AI Security Architect

Establish consistent, secure-by-design AI architecture standards so business units can adopt AI faster with fewer security exceptions, less rework, and stronger audit evidence (data handling, access, connectors/plugins, and logging).
Scope / Outcomes

• Standardize the AI control baseline:
  Publish enterprise AI security reference architectures and minimum control requirements (identity/access, data classification/handling, encryption/key management, network controls, and logging/monitoring).
• Define enforceable guardrails:
  Establish auditable standards for approved AI tools and integrations (configuration baselines, connector/plugin approval, least privilege, DLP/output handling, retention, and acceptable use).
• Reduce design risk early:
  Lead architecture and threat-model reviews for priority AI use cases and vendors; embed requirements into delivery checkpoints and ensure CSOC/IR telemetry and response readiness.

• Publish the AI security reference architecture and minimum control standard with clear intake/review checkpoints used by delivery teams.
• Implement a repeatable connector/plugin/integration review process and configuration baseline for approved AI tools.
• Complete reviews for prioritized AI use cases/vendors and drive remediation of key gaps (logging, permissions, data handling).
• Maintain standards, review artifacts, logging requirements, and documented risk decisions to support audit and compliance needs.

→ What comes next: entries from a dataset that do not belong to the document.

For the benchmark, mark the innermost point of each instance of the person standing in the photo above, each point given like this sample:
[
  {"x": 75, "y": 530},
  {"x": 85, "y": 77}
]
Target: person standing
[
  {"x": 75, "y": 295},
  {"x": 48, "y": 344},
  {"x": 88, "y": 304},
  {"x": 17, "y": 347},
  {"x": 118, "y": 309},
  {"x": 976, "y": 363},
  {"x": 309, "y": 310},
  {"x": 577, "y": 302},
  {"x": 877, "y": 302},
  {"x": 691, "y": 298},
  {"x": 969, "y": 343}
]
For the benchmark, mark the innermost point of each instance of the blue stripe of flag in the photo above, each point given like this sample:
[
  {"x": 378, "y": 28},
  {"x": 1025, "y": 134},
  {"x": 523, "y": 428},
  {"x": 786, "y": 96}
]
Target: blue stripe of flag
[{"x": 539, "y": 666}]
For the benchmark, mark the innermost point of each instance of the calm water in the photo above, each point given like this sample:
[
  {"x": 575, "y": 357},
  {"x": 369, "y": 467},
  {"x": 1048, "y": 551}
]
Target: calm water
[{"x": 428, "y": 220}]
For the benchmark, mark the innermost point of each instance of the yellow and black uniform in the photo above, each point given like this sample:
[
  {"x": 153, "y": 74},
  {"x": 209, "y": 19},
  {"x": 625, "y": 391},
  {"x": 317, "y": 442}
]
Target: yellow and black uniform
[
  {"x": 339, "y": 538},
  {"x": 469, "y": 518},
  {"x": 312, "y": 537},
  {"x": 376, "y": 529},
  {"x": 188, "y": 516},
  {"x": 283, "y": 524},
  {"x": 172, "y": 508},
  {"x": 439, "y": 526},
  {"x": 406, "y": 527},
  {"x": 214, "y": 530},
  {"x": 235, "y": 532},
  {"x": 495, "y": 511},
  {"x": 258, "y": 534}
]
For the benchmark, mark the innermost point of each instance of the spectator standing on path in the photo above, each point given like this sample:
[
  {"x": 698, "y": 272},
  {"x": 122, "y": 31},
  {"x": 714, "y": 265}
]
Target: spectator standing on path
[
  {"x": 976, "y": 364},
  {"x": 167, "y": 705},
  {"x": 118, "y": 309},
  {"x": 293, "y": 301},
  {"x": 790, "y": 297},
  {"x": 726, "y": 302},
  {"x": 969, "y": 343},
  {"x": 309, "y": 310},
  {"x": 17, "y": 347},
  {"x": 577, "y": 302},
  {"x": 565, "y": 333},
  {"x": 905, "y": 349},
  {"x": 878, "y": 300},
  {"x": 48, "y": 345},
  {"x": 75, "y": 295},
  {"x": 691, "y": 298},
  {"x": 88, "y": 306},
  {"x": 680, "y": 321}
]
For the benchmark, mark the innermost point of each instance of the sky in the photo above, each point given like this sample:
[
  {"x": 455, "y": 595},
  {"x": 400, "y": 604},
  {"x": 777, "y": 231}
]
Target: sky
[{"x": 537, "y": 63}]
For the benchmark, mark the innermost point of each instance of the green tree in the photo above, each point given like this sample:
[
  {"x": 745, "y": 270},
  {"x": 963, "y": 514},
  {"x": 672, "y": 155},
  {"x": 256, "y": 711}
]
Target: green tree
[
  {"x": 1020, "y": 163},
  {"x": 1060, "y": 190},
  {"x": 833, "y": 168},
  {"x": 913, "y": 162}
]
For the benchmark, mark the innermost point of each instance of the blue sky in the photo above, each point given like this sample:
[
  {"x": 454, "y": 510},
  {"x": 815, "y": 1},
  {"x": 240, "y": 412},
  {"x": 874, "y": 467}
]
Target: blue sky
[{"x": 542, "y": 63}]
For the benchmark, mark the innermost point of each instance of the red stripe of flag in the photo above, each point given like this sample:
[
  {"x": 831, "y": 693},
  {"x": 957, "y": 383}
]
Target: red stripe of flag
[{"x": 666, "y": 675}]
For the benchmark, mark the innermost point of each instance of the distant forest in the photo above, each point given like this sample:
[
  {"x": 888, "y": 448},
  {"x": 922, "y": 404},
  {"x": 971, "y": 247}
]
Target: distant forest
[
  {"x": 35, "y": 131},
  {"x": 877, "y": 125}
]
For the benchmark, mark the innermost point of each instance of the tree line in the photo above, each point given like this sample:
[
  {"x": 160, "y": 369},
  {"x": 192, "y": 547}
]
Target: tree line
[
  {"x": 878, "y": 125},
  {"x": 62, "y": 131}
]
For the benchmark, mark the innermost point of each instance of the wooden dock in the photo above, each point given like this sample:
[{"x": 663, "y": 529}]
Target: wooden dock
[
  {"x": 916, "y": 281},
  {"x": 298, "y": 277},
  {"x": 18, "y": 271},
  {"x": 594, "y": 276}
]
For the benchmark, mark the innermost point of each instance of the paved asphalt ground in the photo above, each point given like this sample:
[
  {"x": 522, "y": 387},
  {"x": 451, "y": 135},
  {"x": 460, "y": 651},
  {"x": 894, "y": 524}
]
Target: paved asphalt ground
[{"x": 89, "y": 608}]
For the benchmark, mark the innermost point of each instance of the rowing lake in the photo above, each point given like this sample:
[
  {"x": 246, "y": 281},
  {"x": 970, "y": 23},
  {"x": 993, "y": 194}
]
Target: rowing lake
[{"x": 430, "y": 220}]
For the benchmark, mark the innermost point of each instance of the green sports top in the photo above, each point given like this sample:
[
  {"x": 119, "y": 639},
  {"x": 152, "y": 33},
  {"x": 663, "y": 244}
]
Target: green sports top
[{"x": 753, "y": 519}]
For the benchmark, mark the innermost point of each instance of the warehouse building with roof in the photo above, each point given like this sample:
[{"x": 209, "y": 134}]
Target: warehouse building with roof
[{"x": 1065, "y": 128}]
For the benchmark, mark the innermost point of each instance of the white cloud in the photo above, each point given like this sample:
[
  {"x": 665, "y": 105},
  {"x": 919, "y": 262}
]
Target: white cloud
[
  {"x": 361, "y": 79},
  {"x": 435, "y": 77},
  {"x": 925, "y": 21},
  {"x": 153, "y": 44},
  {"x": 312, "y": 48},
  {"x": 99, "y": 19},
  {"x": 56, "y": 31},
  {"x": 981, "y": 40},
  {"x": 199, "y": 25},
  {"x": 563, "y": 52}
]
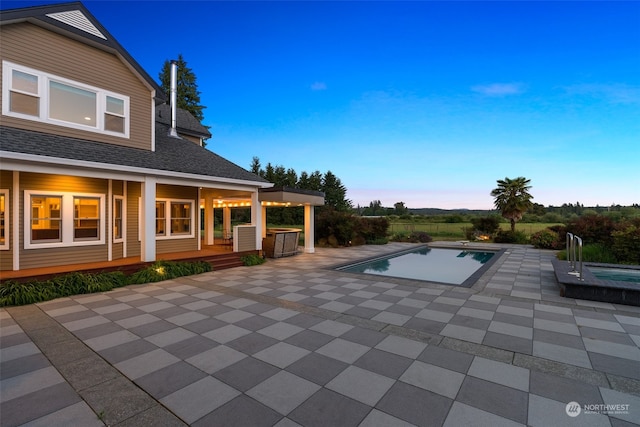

Key Stakeholders / Dependencies
Enterprise Architecture (standards and patterns), ITSO and delivery teams (implementation and SDLC integration), Data Governance and Privacy (classification, retention, and sensitive data handling), IAM (access models and privileged pathways), Vendor Risk/TPRM and Procurement (AI vendor assessments and contracting requirements), CSOC/IR (telemetry and operational readiness), Legal/Compliance/Audit (regulatory and evidence needs), and business owners sponsoring AI use cases.
Key Skills

Security architecture leadership and governance experience establishing enterprise standards and driving adoption across delivery teams.
Deep IAM/data protection fundamentals with practical understanding of genAI components (tools, integrations/connectors, data sources, prompts/outputs) and associated risks.